Human brains and computers share rather curious connections between data (stored memories) and access points (synapses). Dictionary.com defines a synapse as follows: "The junction across which a nerve impulse passes from an axon terminal to a neuron, muscle cell, or gland cell." That's well and good, but how does it compare with how a computer stores data in RAM?
Computers make connections between pieces of data through a hierarchy structure called a directory tree. A directory tree is very much like a real tree in terms of how it "sprouts" outward from a beginning point. A typical directory tree might resemble something like this:
"/" is the root, or where the directory tree first begins. It is followed by "/usr", which then leads to "/usr/hla" (and so on).

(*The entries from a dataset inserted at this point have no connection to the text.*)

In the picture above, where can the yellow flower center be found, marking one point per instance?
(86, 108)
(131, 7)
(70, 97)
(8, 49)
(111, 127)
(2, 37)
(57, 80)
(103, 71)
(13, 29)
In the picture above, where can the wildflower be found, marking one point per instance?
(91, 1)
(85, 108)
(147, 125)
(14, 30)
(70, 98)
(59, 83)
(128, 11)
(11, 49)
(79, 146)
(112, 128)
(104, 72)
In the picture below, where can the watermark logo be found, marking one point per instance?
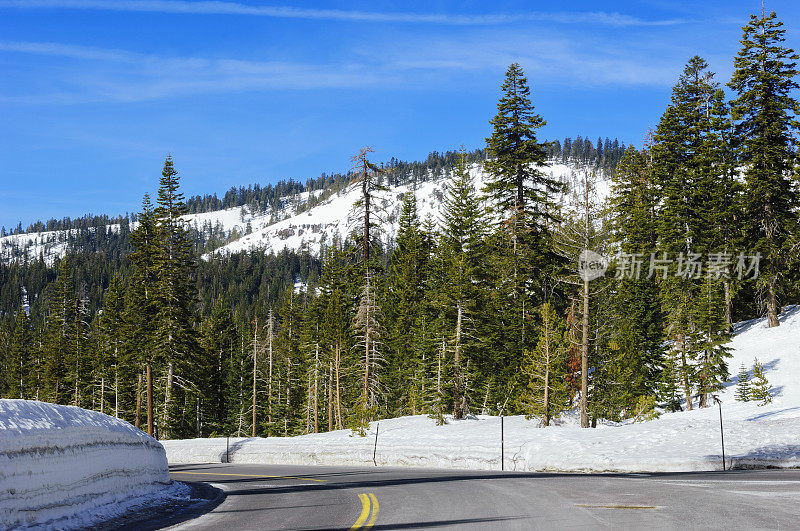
(637, 266)
(591, 265)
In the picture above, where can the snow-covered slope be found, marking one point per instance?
(322, 223)
(754, 435)
(288, 228)
(66, 467)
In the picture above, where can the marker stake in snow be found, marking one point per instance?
(375, 448)
(502, 444)
(721, 433)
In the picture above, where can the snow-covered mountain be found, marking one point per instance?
(310, 229)
(294, 227)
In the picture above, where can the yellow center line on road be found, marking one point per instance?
(588, 506)
(369, 505)
(375, 508)
(248, 476)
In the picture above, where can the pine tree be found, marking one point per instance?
(367, 326)
(175, 338)
(57, 334)
(765, 112)
(459, 259)
(583, 230)
(220, 342)
(689, 170)
(404, 303)
(760, 390)
(141, 310)
(18, 364)
(545, 394)
(521, 190)
(637, 337)
(113, 368)
(743, 390)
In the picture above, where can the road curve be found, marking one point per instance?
(315, 497)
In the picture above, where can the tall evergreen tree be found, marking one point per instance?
(765, 112)
(18, 364)
(175, 337)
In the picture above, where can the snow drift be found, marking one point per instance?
(755, 435)
(63, 466)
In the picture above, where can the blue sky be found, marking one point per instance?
(95, 93)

Human memory is very similar. Our brains make subtle "connections" between a memory and something that triggers it. For example, whenever I hear the word "foodstuffs," my brain immediately associates the word with my uncle. Why? Because one time, while taking care of his dog, he showed me the pantry where "foodstuffs" were kept (and thus where I could find food to eat). I also associate my uncle with Bisquick, which is odd, unless you also consider that in this same pantry I found a box of Bisquick...filled with ants!

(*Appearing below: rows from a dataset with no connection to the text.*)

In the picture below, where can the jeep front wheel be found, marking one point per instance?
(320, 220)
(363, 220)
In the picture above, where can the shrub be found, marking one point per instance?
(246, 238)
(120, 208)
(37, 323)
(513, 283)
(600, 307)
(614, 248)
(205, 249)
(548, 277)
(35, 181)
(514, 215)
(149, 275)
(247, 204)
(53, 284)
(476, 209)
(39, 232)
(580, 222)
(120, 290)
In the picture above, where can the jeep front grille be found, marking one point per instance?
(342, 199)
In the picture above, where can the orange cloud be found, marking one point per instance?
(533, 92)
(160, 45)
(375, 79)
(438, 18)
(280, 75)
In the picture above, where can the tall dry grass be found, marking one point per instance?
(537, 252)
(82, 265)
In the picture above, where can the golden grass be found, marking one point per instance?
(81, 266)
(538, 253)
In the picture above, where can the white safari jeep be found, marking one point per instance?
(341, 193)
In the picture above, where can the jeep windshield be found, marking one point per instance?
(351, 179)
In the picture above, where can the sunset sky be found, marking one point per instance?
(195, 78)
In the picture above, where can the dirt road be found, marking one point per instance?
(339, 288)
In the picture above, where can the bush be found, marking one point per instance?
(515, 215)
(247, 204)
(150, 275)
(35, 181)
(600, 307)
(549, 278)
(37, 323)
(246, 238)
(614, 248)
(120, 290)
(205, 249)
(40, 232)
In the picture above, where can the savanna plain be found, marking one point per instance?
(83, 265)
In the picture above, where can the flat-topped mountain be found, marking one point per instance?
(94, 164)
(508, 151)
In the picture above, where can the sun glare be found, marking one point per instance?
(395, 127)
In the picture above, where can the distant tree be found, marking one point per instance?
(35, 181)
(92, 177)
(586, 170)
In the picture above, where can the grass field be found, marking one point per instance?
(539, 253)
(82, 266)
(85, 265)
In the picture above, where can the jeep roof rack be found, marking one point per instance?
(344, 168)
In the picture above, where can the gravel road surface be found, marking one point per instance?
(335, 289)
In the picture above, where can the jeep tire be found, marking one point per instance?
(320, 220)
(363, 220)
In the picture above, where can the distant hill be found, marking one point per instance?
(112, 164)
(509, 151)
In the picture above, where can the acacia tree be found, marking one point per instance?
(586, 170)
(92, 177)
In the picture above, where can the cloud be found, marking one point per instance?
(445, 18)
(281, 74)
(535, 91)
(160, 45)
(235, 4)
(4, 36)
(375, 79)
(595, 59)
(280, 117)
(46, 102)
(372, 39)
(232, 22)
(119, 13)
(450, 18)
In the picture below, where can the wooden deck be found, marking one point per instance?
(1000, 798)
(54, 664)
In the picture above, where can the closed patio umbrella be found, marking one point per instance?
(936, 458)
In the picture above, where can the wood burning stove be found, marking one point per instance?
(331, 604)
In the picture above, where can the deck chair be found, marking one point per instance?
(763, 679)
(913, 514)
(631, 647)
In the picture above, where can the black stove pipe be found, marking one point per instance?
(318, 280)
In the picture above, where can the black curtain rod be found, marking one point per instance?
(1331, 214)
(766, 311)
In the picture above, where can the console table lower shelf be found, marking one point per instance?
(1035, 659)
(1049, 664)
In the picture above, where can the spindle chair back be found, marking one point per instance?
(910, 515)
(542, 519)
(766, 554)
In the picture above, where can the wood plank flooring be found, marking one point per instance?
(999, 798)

Short-term memory is a lot like volatile RAM. If you don't immediately store the memory into long-term data memory (a process known as "encoding"), the memory soon disappears. Consider that it is very difficult for most human beings to remember a sequence of numbers beyond seven in a row. But by using a mnemonic device (something that aids memory), the mind can store a rather complex sequence of consecutive numbers with little or no effort.

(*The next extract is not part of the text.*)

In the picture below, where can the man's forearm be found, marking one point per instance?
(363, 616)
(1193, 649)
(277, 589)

Long-term memory arises once short-term memories are stored for an extended period of time. Neuronal connections are formed, allowing a set of memories to last for a very long time (sometimes even decades). RAM is thus short-term memory, while a computer's hard drive can be considered long-term memory.
Remember, when it comes to memory, wisely choose how it will be used. Both the human mind and the computer are not infallible. Keeping backups of your data is vital, whether stored on a CD-ROM or deep within the regions of your own brain.